Suddenly she understood. She took the paper, and the whole world stilled. In eighteen days she’d receive the Dowd money. Now she imagined herself wearing the uniform of a workhouse inmate: shabby shift, gray apron, a skirt made of material that would chafe—punishing women even sartorially. She wondered if Bertie knew where her husband was right now, and, if so, if she’d tried to stop him. Why hadn’t Opal been warned?
She pleaded with Tuttle. “Gentlemen, you’re mistaken. Albert Bremen spoke to them. Not me.”
“Hogwash,” said Tuttle.
“If Bremen delivered the message, then we’d like to speak to him,” said Jenkins. “Directly. You can do that, yes?” He stepped up to the landing.
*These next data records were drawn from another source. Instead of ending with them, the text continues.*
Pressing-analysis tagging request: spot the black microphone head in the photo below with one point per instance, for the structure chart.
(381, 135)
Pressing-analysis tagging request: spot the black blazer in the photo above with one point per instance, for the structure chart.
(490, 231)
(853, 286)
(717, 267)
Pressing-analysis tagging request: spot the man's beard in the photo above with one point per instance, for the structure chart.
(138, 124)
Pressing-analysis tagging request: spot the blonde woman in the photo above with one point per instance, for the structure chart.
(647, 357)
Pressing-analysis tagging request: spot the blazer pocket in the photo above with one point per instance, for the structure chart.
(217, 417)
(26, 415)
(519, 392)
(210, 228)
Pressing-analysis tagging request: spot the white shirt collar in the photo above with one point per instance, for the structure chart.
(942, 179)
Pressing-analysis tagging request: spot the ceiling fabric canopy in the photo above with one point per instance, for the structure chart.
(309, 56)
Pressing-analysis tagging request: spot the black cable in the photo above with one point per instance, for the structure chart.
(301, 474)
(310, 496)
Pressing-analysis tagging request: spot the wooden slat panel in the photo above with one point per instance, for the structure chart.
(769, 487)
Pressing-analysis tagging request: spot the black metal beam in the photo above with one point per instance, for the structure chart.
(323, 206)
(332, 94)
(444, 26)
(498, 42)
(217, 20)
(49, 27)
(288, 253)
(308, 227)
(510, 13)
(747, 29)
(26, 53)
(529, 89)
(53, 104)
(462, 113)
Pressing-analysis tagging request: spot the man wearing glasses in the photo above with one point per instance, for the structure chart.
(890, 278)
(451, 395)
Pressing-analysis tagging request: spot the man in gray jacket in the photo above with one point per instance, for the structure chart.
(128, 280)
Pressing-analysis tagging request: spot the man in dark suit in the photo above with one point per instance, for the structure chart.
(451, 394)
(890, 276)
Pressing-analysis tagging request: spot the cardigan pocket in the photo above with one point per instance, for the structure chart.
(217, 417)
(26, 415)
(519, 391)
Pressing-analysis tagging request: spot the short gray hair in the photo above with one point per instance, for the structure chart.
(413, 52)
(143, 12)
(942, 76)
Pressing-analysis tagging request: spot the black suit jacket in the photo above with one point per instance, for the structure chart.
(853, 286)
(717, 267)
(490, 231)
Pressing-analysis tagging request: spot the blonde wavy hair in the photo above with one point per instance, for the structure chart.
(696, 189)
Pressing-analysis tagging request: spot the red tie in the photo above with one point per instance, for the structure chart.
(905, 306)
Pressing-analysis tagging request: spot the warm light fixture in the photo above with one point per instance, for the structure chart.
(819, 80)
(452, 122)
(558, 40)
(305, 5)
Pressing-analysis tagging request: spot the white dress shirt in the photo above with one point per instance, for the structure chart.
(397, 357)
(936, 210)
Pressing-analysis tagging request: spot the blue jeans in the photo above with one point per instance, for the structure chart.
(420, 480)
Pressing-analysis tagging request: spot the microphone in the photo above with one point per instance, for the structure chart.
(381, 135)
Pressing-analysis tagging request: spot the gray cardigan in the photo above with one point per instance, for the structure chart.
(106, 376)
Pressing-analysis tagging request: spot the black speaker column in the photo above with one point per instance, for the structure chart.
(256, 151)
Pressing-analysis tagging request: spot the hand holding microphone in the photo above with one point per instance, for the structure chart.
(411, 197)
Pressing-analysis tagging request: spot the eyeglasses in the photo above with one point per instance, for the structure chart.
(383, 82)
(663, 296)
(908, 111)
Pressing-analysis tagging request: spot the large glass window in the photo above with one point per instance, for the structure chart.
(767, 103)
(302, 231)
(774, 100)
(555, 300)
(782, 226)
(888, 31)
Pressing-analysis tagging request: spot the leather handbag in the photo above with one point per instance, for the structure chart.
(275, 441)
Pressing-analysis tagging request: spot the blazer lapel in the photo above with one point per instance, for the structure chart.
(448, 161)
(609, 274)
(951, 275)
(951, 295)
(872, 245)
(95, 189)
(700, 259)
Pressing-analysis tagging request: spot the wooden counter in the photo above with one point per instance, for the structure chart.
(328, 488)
Opal took a step back into the doorway.
“We’re simply here to observe,” Colonel Bloodworth said. “I assure you that’s our only goal this evening.” He had a scar beneath his eye from an old injury. It resembled the track a tear might take, and as such made him appear tender from the start.
Within minutes they all sat in Opal’s parlor. They brought two chairs from her kitchen. She took her time extinguishing the fire by heaping ashes on the flames. She drew the window shades. She’d done this before, she told herself. She tried to take deep breaths to calm herself, but still she felt lightheadedness coming on.
Colonel Bloodworth watched her as she withdrew candles from the sideboard. She felt the pressure of his gaze, like his eyeballs were an instrument he was using to measure her. While the other men busied themselves taking off their coats, he removed a small journal and a pencil from his pocket and jotted some notes.
Opal lit the candle at the center of the table, the smoke from the extinguished match curlicuing away from the burnt tip. The room smelled of musk and shaving cream, of sweat and gasoline. Of men. Jenkins slumped a bit forward on his chair, tapping his foot. His lips were pursed, not unlike a kiss, but a pained one.